The car bomb struck a bustling street in the Rweiss district in Beirut's southern suburbs, an overwhelmingly Shiite area and stronghold of the Lebanese militant group Hezbollah. The explosion sent a massive plume of black smoke billowing into the sky, set several cars ablaze and blew out the fronts of buildings on the street.
The bombing was the second in just over a month to hit one of the Shiite group's bastions of support, and the deadliest in decades. Many people in Lebanon see the attacks as retaliation for Hezbollah's armed support for President Bashar Assad in neighboring Syria's civil war.
The group's fighters played a key role in a recent regime victory in the town of Qusair near the Lebanese border, and Syrian activists say Hezbollah guerrillas are now aiding a regime offensive in the besieged city of Homs.

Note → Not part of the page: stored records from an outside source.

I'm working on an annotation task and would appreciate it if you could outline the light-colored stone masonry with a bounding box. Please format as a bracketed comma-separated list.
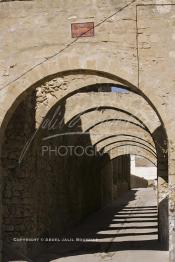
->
[0, 0, 175, 261]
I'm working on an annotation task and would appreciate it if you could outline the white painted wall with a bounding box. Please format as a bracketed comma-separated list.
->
[131, 155, 157, 180]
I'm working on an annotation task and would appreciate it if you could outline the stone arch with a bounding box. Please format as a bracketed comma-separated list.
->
[1, 68, 170, 258]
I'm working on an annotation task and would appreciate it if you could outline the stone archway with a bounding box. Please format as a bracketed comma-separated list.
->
[0, 70, 170, 260]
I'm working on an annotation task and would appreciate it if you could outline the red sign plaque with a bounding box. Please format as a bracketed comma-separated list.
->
[71, 22, 94, 38]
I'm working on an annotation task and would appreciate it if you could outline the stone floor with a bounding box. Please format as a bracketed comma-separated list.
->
[32, 188, 168, 262]
[5, 188, 168, 262]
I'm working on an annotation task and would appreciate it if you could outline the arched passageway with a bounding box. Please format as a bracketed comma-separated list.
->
[1, 72, 168, 262]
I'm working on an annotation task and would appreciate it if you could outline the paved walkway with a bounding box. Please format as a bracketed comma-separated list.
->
[34, 188, 168, 262]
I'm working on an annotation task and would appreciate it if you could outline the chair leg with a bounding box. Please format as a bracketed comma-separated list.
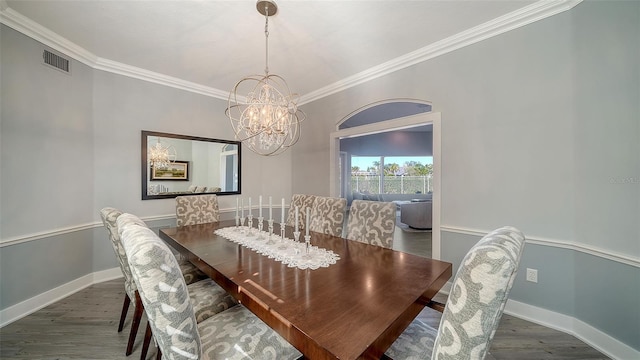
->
[125, 291, 144, 356]
[118, 293, 131, 332]
[140, 321, 152, 360]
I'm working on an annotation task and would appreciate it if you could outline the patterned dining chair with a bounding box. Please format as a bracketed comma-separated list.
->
[100, 207, 236, 355]
[176, 194, 220, 226]
[119, 217, 301, 360]
[345, 200, 396, 249]
[309, 196, 347, 237]
[287, 194, 316, 231]
[385, 226, 525, 360]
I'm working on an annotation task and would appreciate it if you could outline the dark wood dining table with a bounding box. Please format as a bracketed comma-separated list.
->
[160, 221, 452, 360]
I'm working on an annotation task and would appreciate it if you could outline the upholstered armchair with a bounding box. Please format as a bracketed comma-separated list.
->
[345, 200, 396, 249]
[309, 196, 347, 236]
[100, 207, 237, 355]
[120, 219, 301, 360]
[386, 227, 524, 360]
[176, 194, 220, 226]
[287, 194, 316, 230]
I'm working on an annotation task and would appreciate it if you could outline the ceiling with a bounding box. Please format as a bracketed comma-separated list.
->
[0, 0, 564, 101]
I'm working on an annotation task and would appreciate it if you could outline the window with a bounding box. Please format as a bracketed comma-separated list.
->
[351, 156, 433, 194]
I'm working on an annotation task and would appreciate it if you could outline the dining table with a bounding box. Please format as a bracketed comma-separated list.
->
[159, 220, 452, 360]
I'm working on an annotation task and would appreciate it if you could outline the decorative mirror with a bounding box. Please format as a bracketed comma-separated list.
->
[142, 130, 242, 200]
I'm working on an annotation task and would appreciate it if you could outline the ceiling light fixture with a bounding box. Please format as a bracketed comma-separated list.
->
[147, 139, 176, 169]
[225, 1, 306, 156]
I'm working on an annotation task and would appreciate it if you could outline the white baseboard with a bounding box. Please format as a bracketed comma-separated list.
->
[0, 268, 640, 360]
[0, 268, 122, 327]
[440, 282, 640, 360]
[504, 300, 640, 360]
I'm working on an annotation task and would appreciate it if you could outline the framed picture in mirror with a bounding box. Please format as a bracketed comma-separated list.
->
[151, 160, 189, 181]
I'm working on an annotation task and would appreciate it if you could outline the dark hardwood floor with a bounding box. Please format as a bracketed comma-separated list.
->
[0, 219, 608, 360]
[0, 279, 608, 360]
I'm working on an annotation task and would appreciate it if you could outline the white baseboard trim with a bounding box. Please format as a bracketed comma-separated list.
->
[504, 300, 640, 360]
[440, 282, 640, 360]
[0, 268, 122, 328]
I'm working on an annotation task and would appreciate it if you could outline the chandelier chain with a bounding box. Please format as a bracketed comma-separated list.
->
[264, 3, 269, 75]
[225, 0, 306, 156]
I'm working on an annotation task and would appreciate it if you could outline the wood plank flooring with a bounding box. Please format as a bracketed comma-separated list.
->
[0, 279, 608, 360]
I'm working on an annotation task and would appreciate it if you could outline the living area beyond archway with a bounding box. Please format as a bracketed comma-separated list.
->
[330, 100, 440, 259]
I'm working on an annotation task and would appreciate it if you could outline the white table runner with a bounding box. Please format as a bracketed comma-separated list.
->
[215, 226, 340, 270]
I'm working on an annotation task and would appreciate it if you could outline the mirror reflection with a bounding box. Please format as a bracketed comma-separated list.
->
[142, 130, 241, 200]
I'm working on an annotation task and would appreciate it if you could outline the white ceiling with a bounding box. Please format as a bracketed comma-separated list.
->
[0, 0, 576, 100]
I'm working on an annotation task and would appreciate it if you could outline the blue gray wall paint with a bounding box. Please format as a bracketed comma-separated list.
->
[293, 1, 640, 350]
[0, 1, 640, 350]
[0, 25, 292, 311]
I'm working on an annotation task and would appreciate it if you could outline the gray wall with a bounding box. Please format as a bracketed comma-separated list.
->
[293, 1, 640, 349]
[0, 1, 640, 349]
[0, 25, 292, 310]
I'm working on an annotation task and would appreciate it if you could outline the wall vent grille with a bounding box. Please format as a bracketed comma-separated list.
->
[42, 50, 70, 74]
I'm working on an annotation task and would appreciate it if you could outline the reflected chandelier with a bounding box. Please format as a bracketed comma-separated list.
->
[147, 139, 176, 169]
[225, 1, 306, 156]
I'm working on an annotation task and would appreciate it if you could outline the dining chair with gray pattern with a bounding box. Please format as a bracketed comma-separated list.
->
[119, 217, 301, 360]
[345, 200, 396, 249]
[309, 196, 347, 237]
[383, 226, 525, 360]
[176, 194, 220, 227]
[286, 194, 316, 231]
[100, 207, 237, 358]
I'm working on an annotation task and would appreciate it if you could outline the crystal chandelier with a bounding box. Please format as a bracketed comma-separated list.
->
[147, 139, 176, 169]
[225, 1, 306, 156]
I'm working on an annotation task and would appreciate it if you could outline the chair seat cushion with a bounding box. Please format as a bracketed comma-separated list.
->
[385, 320, 438, 360]
[187, 279, 238, 322]
[198, 305, 302, 360]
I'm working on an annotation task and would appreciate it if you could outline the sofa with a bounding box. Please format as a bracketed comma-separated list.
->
[347, 191, 433, 208]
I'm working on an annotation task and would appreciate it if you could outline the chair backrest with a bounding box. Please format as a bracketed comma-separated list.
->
[118, 214, 201, 359]
[176, 194, 220, 226]
[309, 196, 347, 236]
[431, 227, 524, 359]
[287, 194, 316, 230]
[345, 200, 396, 249]
[100, 207, 147, 299]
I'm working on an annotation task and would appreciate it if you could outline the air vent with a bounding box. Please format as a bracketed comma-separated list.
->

Syrian rebels have threatened to retaliate against Hezbollah for intervening on behalf of the Assad regime, and Thursday's car bombing raises the worrying specter of Lebanon being pulled further into the Syrian civil war, which is being fought on increasingly sectarian lines pitting Sunnis against Shiites.
Tensions between Lebanon's own Sunni and Shiite communities have risen sharply, particularly since Hezbollah began fighting openly in Syria. Lebanese Sunnis support the rebels fighting to topple Assad, a member of a Shiite offshoot sect.